National Prescribing Centre

Developing prescribing support

More than 150 primary care group prescribing support advisers attended a conference organised by the National Prescribing Centre in London on November 16. Pamela Mason reports

In her introduction, Ms Annie Copell (assistant director, National Prescribing Centre) said the main aim of the conference was to help primary care group pharmacists to enhance their role in prescribing support. Sharing ideas on management of the prescribing agenda in primary care groups, including how to monitor of the quality of prescribing would help to achieve this aim, she said.

A year of change

Setting the scene, Mr Stephen Davies (lead pharmacist, Doncaster Central PCG) said that PCGs were now top-slicing the prescribing budget and therefore wanted pharmacists to be working in practices and not just act on a sessional basis once or twice a year.
However, several issues had impinged on the prescribing budget during the past year. The biggest single problem had been Category D generics, which accounted for 3 to 4 per cent of the drug spend in Doncaster. But other issues, such as discount clawback, drug shortages and the introduction of new drugs (eg, Relenza), had made it difficult to stick to the budget.
Unfortunately, some PCGs did not see the difficulties and, with acute time constraints, PCG support advisers would have to be well organised to solve the problems. The cost agenda had now overtaken the quality agenda, although, as a profession, prescribing advisers would be judged on the quality agenda. To make the best use of time and resources, a clear strategy was needed.
Professional isolation was a problem for prescribing support advisers.
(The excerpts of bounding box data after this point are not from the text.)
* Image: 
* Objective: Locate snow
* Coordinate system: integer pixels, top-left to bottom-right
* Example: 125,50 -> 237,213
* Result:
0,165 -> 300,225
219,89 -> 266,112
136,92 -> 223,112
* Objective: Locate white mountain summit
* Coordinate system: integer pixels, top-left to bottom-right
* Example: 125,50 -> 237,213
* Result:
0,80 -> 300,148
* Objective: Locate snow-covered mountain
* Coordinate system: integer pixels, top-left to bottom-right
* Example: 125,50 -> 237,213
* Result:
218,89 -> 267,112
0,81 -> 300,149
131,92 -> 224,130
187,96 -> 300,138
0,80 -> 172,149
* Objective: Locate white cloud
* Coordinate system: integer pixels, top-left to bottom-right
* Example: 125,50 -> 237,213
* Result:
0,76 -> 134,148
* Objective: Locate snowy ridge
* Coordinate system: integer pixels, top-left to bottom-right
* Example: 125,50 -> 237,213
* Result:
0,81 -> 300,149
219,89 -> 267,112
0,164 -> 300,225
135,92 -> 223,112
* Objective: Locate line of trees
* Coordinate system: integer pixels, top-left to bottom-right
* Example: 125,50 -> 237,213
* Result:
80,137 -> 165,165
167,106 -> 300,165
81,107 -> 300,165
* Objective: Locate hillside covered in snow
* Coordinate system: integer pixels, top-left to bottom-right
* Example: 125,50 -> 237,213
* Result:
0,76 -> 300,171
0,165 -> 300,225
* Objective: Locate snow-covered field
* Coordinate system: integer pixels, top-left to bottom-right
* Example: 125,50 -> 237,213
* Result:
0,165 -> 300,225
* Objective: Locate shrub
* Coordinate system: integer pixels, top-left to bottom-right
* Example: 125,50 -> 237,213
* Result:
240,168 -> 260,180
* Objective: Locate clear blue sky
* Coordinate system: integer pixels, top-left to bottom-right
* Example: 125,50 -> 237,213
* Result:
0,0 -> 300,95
Often the only pharmacy voice in a multidisciplinary environment, prescribing advisers were viewed with suspicion from both outside and inside the pharmacy profession. Although networks were now being established, the presence of two primary care pharmacist groups had encouraged polarisation within the prescribing adviser network.
Access to appropriate information was improving but was not as good as it could be. Prescribing analysis and cost (PACT) data were retrospective, and drug information centres were less experienced in responding to queries from primary care, which were often different from those generated by secondary care. In the context of unified budgets, if the quality of prescribing was improved, money could be saved on both hospital admissions and social care, but there was no guarantee that any part of the savings would flow to prescribing advisers, Mr Davies concluded.

Databases

Mr David Roberts (head of the prescribing support unit, Leeds) emphasised the importance of using prescribing and clinical databases effectively at PCG level. The main source of prescribing data was the Prescription Pricing Authority (PPA), and although its data were universal, comprehensive and accurate, they were limited in several ways.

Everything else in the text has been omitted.